Always ask, “What if?”

Tackling business problems for major companies builds Erika Jackson’s corporate portfolio

Hometown: Chicago, Illinois.
Former life: Worked her way up through the sales team at Fortune 500 retailer CarMax.
Future life: Marketing position with a consumer goods company.
Cool fact: She takes weekly horse-riding lessons.

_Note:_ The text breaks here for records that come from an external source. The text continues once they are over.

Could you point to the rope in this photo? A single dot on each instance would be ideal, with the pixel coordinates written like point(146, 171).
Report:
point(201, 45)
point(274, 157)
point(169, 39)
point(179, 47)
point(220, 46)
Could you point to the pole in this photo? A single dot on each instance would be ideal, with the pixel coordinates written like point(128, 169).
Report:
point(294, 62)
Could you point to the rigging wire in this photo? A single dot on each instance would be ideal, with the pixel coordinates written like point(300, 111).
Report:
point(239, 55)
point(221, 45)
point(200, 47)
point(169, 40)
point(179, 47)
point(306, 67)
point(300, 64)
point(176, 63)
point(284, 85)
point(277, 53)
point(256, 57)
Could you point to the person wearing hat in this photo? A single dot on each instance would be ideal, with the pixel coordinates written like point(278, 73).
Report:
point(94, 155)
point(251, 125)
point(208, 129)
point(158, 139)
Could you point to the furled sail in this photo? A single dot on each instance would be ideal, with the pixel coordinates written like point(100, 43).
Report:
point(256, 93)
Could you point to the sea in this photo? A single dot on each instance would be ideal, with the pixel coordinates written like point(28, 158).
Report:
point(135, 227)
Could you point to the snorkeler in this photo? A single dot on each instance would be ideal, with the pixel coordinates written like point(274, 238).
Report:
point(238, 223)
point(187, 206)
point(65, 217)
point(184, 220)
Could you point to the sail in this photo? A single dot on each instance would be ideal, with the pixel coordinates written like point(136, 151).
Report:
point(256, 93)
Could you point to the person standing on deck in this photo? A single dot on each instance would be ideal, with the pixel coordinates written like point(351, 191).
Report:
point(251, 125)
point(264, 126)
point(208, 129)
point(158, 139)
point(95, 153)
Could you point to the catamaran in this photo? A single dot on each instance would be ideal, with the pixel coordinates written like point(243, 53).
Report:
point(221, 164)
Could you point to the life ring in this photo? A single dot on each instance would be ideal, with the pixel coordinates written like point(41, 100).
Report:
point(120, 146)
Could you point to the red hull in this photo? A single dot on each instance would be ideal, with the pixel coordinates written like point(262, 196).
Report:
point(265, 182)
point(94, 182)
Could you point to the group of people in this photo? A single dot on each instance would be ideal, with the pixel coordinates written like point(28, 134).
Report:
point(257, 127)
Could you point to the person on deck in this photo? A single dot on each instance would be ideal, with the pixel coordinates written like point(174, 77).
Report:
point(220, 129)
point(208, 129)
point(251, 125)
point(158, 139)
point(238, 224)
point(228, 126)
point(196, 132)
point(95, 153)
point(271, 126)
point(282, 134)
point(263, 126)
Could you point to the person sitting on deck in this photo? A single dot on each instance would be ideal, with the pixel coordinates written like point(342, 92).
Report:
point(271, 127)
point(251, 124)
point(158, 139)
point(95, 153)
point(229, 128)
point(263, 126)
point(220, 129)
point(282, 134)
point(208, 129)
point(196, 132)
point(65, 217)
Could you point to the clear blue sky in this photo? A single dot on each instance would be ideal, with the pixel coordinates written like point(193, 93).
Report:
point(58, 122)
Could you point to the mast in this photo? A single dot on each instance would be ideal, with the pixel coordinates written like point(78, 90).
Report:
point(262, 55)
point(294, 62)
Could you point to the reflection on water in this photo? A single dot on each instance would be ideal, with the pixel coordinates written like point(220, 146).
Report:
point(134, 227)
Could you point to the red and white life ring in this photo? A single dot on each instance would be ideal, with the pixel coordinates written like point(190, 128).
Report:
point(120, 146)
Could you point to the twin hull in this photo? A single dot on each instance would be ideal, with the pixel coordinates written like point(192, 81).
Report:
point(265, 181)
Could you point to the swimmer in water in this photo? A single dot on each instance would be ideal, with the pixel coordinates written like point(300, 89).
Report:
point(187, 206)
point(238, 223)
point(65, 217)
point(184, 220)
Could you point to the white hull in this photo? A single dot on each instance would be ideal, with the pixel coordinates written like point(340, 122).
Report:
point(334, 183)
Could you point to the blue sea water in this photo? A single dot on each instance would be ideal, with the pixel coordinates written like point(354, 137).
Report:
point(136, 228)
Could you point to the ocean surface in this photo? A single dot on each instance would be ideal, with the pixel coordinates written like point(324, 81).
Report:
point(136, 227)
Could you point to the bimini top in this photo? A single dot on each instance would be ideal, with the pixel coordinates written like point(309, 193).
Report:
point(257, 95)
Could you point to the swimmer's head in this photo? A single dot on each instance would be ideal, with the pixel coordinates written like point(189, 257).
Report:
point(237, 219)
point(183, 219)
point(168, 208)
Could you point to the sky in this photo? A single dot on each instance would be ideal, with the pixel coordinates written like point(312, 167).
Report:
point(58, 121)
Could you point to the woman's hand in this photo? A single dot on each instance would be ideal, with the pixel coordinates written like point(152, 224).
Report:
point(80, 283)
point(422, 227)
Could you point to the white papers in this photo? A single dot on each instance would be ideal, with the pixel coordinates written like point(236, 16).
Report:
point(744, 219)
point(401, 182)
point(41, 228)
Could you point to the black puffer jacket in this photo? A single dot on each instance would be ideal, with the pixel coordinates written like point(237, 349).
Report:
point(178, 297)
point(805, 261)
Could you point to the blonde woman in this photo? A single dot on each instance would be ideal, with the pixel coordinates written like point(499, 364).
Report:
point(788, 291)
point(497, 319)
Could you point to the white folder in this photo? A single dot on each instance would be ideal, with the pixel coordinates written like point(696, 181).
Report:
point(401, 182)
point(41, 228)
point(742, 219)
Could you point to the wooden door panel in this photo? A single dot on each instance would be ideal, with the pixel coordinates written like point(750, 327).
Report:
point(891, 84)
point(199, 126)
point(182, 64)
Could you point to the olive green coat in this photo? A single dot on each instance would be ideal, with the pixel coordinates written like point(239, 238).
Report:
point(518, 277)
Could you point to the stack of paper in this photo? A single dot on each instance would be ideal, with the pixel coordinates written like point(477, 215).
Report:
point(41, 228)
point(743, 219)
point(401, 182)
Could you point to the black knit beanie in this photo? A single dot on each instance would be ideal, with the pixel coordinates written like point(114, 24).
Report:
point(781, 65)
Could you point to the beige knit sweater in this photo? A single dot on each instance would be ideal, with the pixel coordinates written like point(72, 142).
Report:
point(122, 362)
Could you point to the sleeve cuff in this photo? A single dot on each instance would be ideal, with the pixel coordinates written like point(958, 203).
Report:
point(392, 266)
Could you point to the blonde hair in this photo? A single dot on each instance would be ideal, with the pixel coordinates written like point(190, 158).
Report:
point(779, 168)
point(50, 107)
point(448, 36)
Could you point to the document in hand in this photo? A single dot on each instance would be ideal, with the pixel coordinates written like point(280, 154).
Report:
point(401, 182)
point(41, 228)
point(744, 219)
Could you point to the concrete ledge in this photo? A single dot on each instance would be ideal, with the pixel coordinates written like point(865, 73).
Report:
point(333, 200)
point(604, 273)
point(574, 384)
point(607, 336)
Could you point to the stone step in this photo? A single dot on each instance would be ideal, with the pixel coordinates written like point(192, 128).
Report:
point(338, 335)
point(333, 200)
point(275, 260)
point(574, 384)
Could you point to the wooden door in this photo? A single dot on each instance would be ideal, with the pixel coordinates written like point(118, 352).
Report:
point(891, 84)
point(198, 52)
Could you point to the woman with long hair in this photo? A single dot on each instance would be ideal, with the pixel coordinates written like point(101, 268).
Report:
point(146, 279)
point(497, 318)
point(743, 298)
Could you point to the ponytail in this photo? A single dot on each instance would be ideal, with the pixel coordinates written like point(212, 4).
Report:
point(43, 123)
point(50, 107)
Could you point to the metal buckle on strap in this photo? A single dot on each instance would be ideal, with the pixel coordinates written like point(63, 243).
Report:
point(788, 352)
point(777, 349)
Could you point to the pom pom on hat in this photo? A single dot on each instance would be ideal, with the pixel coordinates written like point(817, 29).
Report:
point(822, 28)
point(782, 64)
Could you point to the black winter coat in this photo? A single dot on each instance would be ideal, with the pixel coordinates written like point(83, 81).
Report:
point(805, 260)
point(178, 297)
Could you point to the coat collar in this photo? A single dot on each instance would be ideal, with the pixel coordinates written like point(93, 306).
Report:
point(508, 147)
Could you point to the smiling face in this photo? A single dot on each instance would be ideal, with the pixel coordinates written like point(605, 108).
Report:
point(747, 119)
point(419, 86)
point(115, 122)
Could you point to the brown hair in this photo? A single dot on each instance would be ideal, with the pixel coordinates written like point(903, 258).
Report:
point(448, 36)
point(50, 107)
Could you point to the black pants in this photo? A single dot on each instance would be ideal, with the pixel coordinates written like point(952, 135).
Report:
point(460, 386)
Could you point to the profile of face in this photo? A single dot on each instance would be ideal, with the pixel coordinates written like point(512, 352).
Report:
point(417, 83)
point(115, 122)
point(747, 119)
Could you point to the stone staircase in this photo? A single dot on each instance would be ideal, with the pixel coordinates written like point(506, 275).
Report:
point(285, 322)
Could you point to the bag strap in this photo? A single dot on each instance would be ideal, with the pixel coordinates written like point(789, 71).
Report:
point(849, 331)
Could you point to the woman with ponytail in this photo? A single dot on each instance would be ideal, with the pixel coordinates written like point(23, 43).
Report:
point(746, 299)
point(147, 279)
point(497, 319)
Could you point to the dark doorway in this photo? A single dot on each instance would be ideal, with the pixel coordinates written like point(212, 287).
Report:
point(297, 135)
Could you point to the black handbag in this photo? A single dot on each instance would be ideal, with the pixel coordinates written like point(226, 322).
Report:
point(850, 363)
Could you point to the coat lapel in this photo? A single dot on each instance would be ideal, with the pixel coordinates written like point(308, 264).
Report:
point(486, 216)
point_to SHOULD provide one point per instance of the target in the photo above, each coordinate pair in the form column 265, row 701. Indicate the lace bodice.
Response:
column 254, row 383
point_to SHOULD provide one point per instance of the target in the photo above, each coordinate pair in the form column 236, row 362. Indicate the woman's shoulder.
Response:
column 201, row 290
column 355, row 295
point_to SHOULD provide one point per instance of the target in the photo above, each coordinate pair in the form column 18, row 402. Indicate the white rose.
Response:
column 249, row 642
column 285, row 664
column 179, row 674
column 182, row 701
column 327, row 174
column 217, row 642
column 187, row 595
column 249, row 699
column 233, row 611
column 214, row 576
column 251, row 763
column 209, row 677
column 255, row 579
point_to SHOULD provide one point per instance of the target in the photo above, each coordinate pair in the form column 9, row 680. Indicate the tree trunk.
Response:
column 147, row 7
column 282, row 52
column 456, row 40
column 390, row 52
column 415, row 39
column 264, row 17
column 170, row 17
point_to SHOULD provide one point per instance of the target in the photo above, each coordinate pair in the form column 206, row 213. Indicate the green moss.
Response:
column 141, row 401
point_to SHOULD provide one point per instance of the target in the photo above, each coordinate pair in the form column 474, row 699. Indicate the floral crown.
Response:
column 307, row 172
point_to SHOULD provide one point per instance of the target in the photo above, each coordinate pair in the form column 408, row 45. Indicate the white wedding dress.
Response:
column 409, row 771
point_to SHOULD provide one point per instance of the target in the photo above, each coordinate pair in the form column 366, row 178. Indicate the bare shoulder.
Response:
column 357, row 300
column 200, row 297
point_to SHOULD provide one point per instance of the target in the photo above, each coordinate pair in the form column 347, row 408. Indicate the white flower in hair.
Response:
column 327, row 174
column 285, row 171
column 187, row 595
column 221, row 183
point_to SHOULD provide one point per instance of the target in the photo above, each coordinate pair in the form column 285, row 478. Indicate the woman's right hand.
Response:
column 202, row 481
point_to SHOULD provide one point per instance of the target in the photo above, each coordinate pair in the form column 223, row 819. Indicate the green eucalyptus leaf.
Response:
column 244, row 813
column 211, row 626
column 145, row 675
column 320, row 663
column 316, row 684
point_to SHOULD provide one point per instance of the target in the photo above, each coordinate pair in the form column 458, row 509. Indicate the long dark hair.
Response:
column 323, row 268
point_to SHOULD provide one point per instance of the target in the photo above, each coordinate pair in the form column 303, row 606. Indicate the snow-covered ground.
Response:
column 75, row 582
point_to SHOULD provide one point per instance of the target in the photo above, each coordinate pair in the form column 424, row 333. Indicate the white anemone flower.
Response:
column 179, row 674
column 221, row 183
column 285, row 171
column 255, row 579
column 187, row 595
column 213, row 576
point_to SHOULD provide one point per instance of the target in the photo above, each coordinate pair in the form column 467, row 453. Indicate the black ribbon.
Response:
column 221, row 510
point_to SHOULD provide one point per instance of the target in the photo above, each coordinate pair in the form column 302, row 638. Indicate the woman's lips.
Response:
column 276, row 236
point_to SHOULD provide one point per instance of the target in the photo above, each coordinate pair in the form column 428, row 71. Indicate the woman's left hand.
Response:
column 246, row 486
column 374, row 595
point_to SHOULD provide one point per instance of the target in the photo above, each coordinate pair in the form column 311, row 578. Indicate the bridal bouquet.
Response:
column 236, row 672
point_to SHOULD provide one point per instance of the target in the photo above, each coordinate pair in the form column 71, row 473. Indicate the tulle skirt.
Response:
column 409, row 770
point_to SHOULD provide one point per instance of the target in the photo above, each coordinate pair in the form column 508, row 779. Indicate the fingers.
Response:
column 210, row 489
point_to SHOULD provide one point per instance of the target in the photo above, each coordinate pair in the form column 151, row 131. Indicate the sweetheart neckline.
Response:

Clean up on aisle four: PepsiCo hired Erika and a team of TCU consultants to analyze the most profitable ways to merchandise its displays in Wal-Mart stores worldwide. To combat perimeter shopping, where consumers pick up basic items from aisle ends without venturing deeper into the store, the MBAs recommended a radical product placement focused on the ends of aisles. “What’s great about consulting is that rather than just reading about something that’s already happened, you’re in the middle of a real situation. You can see how your questions lead the company to try something new. We’ll ask, ‘What if you move your best-selling chips to the end of the aisle?’ They’ll say, ‘Well, that's a good question. Why haven’t we tried that solution before?’ Our role is to ask, ‘What if?’”

CEO for an hour: What would you do if you ran the company? Through TCU’s Neeley Connections, she brainstormed with GameStop execs about how to keep pace with online gaming and strategized with CB Richard Ellis officers about how to incorporate social media into commercial real estate sales. “As an MBA student, you come in with this fresh perspective. Because you’re studying multiple subjects and connecting the dots between them, you relate things across planes in ways that the average person wouldn’t. You think on your feet in a different way.”

Coached and ready: Attending the national career conferences is a no-brainer, especially since TCU subsidizes the travel and sends along a career coach to help you run the recruiter gamut. For first-year MBAs, it’s a smart way to gain valuable face time with future employers. “Nobody can promise that you’ll land an internship while you’re there. But your first year at a career conference is a trial run so that next year — when you need to a get a job out of it — you’ve got experience in interviewing. You should get this experience now so you can put your best foot forward next year.”

Brand new experience: During her product marketing internship with Sabre Technology, Erika helped refresh the brand for an airline software solution that manages everything from ticket sales to baggage delivery. The experience added a shot of systemwide marketing to her strong sales background. “I had heard so many good things about Sabre. Once I saw its campus and heard about the internship, I knew it was a great fit for me.”

TCU on top: In the field of Sabre interns, the TCU MBAs made a strong impression. Of the 18 interns in Erika’s department, only five stars were handpicked to present their projects to the executive team. Erika and two other TCU MBAs made the cut.

Join the club: For the National Association of Women MBAs, Erika lines up speakers to dispense advice about career strategies and potential pitfalls. “Men and women face different issues on the job. We want to make women aware of the workplace issues they’ll face — whether that’s a gender-based pay gap or being handled with kid gloves during conflicts.”

Team spirit: What’s her advice for choosing an MBA program? Find a place where you’ll thrive. “If you can do your MBA in a vacuum, where you go to class most of the time, read the book and occasionally e-mail a professor, go ahead. You can do that anywhere. But if you want to be part of everything and not just be a number, if you realize that taking on an MBA is a team event, that’s TCU. The professors and administrators here are personally invested in your success.”


“This program is full of so many really smart people, so it’s hard to ever say you’re the smartest person in the room. But I feel like when we’re out among business leaders, we hold our own — and then some.”